A History of the Republic of Biafra: Law, Crime and the Nigerian Civil War

Book review

By Samuel Fury Childs Daly; reviewed by Trevor James, published 19th August 2021

A History of the Republic of Biafra: Law, Crime and the Nigerian Civil War, Samuel Fury Childs Daly, Cambridge University Press, 2020, 272p, £75-00. ISBN 978-1-108-84076-7.

More than fifty years ago, a south-eastern portion of Nigeria attempted to break away and declared itself the Republic of Biafra. It is usually depicted as a struggle between the Igbo people and the majority population of Nigeria. I one sense this is too simplistic but what was seen, in what some would argue was the first televised civil war, was a struggle between a determined central government and a disenchanted minority.

What Samuel Fury Childs Daly offers us in his remarkable analysis is more than his main title suggests. The secessionist phase for Biafra only lasted three years, 1967-70, but Daly places it in a much wider perspective. This wider view is well-reflected by his exploration of what has happened subsequently, after this spectacularly brutal and violent phase of Nigerian history. He examines what happened to the people of Biafra in the years that followed but he also reveals that, whatever the federal government believed that had been resolved, various forms of secessionist mindsets still exist amongst younger people, especially those born since the civil war ended. They mirror patterns to be observed elsewhere: there is no obvious pressure for further political secession but the cultural and social identity which lay behind the original crisis still can be discerned in that portion of Nigeria.

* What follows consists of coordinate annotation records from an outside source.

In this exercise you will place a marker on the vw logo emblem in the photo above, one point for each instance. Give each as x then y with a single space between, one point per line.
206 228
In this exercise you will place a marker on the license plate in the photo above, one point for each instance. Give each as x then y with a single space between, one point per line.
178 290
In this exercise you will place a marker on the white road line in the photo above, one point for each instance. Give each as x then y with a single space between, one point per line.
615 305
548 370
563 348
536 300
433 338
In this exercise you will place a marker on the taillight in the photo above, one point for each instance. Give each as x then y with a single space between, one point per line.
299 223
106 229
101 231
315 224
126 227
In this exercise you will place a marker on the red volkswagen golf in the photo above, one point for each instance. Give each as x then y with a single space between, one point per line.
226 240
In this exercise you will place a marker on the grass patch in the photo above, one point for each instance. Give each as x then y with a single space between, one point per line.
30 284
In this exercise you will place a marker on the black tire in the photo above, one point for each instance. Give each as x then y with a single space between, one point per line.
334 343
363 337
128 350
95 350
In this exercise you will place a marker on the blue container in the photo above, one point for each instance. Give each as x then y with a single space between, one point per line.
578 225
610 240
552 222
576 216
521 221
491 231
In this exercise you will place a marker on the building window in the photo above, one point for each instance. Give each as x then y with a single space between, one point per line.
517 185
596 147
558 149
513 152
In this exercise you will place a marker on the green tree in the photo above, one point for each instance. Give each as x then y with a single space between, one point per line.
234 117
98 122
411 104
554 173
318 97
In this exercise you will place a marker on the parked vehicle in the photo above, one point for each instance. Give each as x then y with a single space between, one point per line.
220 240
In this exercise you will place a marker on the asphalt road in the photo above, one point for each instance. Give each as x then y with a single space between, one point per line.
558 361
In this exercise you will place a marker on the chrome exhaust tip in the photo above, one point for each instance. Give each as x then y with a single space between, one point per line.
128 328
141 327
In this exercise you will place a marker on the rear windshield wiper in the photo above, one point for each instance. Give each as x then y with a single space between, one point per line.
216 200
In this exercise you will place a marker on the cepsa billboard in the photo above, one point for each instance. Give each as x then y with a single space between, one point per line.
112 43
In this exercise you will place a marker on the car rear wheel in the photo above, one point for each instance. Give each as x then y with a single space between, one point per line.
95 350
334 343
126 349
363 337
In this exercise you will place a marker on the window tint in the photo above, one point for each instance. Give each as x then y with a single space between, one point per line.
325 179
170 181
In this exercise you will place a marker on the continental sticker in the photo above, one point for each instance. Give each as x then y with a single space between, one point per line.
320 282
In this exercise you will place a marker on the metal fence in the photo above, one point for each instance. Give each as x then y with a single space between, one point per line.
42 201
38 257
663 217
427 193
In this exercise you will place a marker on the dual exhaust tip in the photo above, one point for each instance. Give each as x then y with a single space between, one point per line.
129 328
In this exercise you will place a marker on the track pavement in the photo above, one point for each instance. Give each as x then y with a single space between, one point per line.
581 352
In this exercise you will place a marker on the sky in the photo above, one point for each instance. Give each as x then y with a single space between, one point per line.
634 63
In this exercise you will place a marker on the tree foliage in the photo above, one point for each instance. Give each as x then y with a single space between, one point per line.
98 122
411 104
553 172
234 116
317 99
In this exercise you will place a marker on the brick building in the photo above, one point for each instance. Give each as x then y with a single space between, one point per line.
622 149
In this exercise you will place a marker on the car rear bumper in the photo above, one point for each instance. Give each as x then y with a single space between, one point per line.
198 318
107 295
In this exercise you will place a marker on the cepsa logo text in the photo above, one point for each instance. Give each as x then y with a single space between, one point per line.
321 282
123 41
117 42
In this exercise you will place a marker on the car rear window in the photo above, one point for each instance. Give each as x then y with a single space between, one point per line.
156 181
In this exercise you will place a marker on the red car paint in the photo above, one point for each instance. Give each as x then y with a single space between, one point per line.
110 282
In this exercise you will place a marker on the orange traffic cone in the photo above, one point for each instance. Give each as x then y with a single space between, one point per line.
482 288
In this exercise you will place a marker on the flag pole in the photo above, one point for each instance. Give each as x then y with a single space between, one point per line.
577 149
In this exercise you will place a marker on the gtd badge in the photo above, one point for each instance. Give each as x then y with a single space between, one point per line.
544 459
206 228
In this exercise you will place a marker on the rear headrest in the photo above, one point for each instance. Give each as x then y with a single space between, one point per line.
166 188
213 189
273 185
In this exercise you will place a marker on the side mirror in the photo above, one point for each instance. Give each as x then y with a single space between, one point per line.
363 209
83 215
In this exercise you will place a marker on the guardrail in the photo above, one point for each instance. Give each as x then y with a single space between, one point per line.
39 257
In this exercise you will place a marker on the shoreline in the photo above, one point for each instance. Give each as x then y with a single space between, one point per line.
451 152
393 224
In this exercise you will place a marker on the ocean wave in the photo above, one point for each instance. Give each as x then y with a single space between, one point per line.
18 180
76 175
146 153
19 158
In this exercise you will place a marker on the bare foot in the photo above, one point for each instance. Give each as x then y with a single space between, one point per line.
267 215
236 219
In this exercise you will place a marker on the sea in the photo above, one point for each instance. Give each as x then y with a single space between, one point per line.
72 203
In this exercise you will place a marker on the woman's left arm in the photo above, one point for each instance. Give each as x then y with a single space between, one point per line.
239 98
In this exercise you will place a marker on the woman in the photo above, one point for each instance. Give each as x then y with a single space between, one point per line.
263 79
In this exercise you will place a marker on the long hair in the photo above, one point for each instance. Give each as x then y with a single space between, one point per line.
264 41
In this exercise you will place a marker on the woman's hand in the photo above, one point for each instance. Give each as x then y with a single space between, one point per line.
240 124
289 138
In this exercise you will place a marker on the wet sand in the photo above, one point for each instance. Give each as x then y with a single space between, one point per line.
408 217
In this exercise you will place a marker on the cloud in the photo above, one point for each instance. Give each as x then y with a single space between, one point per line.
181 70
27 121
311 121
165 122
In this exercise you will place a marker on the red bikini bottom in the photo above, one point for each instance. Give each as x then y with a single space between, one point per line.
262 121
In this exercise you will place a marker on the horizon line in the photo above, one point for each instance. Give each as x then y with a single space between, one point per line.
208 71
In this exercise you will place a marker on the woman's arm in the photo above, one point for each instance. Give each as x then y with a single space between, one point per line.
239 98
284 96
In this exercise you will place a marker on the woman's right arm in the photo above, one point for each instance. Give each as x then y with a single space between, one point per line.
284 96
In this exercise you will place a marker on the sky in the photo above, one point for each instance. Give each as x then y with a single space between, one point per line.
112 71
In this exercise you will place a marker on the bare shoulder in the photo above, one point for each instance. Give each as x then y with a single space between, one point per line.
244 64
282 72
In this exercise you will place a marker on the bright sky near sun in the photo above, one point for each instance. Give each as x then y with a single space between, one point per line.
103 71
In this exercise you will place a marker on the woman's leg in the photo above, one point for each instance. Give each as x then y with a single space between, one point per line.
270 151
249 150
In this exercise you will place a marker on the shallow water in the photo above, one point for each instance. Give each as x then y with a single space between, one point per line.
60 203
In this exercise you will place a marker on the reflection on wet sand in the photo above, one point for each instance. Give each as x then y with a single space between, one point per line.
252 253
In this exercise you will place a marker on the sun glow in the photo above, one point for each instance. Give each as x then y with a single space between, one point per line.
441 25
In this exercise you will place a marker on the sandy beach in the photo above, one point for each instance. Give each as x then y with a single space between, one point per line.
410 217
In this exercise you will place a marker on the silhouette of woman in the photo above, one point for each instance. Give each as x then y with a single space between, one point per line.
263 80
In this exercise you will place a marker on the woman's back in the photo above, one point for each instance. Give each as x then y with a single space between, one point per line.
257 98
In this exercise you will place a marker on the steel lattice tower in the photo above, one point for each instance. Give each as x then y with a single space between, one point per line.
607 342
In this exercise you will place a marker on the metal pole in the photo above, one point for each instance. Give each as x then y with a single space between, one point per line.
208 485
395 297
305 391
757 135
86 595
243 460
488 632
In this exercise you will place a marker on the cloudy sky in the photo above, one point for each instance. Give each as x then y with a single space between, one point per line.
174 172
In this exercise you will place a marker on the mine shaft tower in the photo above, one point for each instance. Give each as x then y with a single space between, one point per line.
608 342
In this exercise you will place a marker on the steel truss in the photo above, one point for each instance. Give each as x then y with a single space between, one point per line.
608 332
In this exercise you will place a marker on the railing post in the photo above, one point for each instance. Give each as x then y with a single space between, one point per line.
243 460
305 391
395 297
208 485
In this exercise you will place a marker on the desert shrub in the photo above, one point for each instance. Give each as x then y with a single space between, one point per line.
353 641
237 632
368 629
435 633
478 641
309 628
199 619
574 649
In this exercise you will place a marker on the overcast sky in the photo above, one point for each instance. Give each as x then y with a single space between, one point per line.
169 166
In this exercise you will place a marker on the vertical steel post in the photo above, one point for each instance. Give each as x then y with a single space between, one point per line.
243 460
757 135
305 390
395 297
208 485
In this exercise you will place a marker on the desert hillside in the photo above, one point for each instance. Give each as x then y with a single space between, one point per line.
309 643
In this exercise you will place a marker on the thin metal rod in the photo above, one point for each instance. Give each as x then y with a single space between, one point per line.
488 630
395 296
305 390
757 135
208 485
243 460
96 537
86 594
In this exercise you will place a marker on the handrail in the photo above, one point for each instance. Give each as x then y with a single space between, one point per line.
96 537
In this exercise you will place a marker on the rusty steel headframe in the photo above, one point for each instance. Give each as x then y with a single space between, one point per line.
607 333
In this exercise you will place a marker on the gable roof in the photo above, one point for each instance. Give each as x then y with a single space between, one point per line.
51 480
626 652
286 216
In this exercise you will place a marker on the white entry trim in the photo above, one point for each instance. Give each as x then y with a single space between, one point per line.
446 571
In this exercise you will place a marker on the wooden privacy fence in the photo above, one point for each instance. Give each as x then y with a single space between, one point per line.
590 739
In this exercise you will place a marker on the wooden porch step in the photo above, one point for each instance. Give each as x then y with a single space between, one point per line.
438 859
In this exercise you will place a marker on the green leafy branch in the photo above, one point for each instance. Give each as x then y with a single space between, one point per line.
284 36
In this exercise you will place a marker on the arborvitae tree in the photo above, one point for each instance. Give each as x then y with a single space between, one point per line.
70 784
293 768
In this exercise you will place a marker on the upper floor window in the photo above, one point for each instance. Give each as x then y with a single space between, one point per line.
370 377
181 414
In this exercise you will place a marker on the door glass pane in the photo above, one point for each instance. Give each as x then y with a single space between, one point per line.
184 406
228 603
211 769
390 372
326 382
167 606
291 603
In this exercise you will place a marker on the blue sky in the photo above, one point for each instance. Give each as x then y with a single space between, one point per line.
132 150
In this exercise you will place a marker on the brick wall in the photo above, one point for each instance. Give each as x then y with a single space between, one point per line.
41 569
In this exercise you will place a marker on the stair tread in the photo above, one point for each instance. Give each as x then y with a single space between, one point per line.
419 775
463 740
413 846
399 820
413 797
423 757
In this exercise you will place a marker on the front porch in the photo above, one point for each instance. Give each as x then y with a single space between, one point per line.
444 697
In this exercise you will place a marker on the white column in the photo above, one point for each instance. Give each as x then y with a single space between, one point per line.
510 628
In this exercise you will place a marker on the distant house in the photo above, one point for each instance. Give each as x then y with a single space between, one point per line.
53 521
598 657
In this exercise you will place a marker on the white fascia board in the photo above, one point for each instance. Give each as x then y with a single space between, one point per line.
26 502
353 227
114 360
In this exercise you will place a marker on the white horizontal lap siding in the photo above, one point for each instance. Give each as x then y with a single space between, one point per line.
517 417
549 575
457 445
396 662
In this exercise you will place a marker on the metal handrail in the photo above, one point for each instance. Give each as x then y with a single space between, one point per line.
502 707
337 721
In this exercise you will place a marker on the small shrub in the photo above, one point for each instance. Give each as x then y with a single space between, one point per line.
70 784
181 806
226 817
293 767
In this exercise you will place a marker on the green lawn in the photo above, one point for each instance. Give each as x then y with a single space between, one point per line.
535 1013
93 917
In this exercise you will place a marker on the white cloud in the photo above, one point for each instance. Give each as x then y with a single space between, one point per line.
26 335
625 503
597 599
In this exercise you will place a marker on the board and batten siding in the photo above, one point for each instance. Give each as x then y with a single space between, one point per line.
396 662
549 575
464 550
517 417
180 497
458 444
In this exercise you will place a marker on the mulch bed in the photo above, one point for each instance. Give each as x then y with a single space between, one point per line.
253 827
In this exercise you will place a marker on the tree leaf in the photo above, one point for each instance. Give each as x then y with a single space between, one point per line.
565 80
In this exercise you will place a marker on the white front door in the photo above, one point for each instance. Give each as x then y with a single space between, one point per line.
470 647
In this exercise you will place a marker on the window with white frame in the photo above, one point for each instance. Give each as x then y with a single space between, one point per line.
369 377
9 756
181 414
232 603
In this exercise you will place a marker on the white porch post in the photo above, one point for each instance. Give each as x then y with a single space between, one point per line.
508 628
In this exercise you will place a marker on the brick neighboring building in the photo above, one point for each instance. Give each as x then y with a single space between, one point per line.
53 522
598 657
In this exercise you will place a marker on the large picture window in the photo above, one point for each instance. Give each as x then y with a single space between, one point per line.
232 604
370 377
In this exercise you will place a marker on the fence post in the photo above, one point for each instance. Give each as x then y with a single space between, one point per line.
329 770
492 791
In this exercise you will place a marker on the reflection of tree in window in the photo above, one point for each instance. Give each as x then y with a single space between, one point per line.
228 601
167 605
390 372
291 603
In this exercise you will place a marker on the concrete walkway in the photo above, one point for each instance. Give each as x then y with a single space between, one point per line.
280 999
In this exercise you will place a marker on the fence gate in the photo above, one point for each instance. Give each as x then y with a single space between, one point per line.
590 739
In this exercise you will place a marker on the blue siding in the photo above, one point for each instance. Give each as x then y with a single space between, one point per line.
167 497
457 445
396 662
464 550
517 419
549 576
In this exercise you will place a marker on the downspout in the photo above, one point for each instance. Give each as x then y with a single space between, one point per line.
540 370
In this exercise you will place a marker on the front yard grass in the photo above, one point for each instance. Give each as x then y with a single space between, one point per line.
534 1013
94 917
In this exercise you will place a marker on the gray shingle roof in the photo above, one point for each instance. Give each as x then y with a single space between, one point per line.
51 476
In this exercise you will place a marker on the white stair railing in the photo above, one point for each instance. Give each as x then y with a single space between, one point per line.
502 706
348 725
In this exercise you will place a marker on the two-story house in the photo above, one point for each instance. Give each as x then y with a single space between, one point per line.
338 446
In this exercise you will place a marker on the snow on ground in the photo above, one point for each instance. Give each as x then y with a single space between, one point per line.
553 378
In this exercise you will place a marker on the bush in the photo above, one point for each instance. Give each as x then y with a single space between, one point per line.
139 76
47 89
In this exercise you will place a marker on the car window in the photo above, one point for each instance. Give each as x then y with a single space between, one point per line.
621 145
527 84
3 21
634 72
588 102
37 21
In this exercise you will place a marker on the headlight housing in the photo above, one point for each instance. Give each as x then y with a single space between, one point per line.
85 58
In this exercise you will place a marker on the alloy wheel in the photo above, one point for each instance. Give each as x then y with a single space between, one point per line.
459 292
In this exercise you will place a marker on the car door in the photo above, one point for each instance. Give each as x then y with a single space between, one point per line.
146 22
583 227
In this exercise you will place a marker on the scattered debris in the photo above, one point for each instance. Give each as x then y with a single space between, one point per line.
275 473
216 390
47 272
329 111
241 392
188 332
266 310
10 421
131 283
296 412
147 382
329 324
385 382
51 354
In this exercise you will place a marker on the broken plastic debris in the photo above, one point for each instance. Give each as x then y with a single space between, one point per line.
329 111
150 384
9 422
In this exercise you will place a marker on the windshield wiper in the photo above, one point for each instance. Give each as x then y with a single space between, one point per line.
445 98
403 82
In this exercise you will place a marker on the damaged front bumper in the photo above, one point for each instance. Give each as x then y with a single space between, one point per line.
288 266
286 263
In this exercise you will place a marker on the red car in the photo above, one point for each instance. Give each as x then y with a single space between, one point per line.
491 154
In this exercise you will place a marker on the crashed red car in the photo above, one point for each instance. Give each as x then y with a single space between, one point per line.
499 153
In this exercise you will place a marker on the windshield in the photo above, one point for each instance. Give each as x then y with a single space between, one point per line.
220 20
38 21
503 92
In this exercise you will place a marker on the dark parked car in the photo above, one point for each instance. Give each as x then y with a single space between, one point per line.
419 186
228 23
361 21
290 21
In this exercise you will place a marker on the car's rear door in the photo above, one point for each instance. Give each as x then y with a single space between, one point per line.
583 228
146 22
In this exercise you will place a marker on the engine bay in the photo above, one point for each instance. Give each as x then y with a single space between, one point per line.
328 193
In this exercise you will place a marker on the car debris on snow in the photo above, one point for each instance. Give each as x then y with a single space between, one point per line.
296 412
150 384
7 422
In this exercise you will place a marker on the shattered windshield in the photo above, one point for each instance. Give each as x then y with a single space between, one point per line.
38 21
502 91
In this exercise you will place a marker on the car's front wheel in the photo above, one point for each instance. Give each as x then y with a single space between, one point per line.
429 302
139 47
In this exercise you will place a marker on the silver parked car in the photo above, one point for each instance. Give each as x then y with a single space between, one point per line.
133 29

This emerging feeling of regional identity, of course, stands alongside the federal government’s continuing struggle with Bok Haram militants in the north.

One feature of Daly’s research has especially intrigued me. His view is that the breakdown in law and order in Biafra was a factor in the emergence of the crime known as ‘419’. The label originates within the Nigerian criminal code where section 419 prohibits ‘obtaining money or goods through false pretences’.  The short-lived Biafran government used the same criminal code. One of the aspects of this form of crime was a trend, now exacerbated by the internet, of attempting to defraud people by begging letters and other tactics, a phenomenon with which most email users will now be familiar. This form of fraud was not necessarily Biafran in origin but it can be readily identified within the blend of criminality and crisis that prevailed in Biafra.

Another feature that again has struck me is that, because of the international focus on the struggle with extensive loyalty and sympathy being offered to the embattled minority, it was this conflict that is seen by some as the birthplace of international humanitarian aid providers, such as Medicin Sans Frontieres.

This is a powerful analysis, and how Nigeria has dealt with the Biafran challenge is highly relevant to us because Nigeria is the most populous state in Africa and has an accelerating economic status. How it addresses the former secessionist region is a sign of new secureness and confidence of the central government.